Facts about Robert Conrad
Robert Conrad Biography
Actor Robert Conrad specialized in playing resourceful tough guys throughout his long TV career.
He starred in two especially popular TV series, playing special agent James T. West in The Wild Wild West (1965-70) and flying ace ‘Pappy’ Boyington in the World War II series Baa Baa Black Sheep (1976-77). The Wild Wild West stayed in reruns for years, with Conrad as a 19th-century James Bond-style secret agent serving at the pleasure of President U.S. Grant. (The series was remade into a 1999 movie starring Will Smith as West.)
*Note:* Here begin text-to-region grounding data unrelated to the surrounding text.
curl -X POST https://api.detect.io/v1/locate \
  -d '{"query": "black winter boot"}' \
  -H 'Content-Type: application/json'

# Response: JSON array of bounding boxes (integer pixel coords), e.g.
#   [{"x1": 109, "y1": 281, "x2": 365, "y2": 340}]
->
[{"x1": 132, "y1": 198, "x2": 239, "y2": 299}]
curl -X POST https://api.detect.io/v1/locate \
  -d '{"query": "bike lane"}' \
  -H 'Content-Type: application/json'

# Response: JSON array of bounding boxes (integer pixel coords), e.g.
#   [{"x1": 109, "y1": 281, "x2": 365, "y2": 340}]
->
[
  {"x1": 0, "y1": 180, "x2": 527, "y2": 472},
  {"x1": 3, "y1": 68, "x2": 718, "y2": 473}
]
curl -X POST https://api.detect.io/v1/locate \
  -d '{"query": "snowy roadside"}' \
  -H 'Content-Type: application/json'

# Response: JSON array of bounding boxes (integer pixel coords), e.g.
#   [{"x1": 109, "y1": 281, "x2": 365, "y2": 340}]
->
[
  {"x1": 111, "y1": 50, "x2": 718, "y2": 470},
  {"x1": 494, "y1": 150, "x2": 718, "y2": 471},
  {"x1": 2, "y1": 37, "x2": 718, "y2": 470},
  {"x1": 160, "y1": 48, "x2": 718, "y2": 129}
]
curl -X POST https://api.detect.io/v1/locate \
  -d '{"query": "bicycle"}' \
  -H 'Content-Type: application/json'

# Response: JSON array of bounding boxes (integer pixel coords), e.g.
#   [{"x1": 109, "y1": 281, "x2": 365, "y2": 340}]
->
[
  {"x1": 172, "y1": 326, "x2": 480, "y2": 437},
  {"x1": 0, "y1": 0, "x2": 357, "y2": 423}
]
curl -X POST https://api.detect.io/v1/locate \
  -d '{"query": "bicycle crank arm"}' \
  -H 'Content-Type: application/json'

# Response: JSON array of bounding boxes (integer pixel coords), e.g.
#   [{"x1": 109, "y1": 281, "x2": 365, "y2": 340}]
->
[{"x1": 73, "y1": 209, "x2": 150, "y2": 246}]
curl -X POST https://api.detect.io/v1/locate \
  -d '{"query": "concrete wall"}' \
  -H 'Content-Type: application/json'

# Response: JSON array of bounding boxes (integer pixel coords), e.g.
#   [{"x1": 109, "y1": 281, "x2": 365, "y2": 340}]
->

Robert Conrad’s films include Thundering Jets (1958), Murph the Surf (1975, also known as Live a Little, Steal a Lot) and the 1982 TV movie Will: The Autobiography of G. Gordon Liddy (with, Conrad as G. Gordon Liddy). But he is best remembered for his TV hits.
A 2003 car crash left Conrad with nerve damage and partly paralyzed; police said Conrad was driving with a blood alcohol level of 0.22, three times the legal limit. He pled no contest and in 2004 was sentenced to six months of house arrest and five years of probation.
Extra credit
Robert Conrad was a spokesman for Eveready Batteries during the late 1970s. He appeared in a series of ads with a battery perched on his shoulder, challenging viewers to knock it off with the tag line, “Go ahead, I dare ya”… Robert Conrad was married twice: to Joan Kenlay from 1952 until their divorce in 1977, and to LaVelda Fann from 1983 until their divorce in 2010. He had five children with Joan Kenlay and three with LaVelda Fann; his New York Times obituary said that he had 18 grandchildren at the time of his death… The same NY Times obituary quoted Conrad as once saying, “I’m only about 5-feet-8 and only weigh 165 pounds”… Robert Conrad began hosting a weekly digital radio show, PM Show With Robert Conrad, in 2007.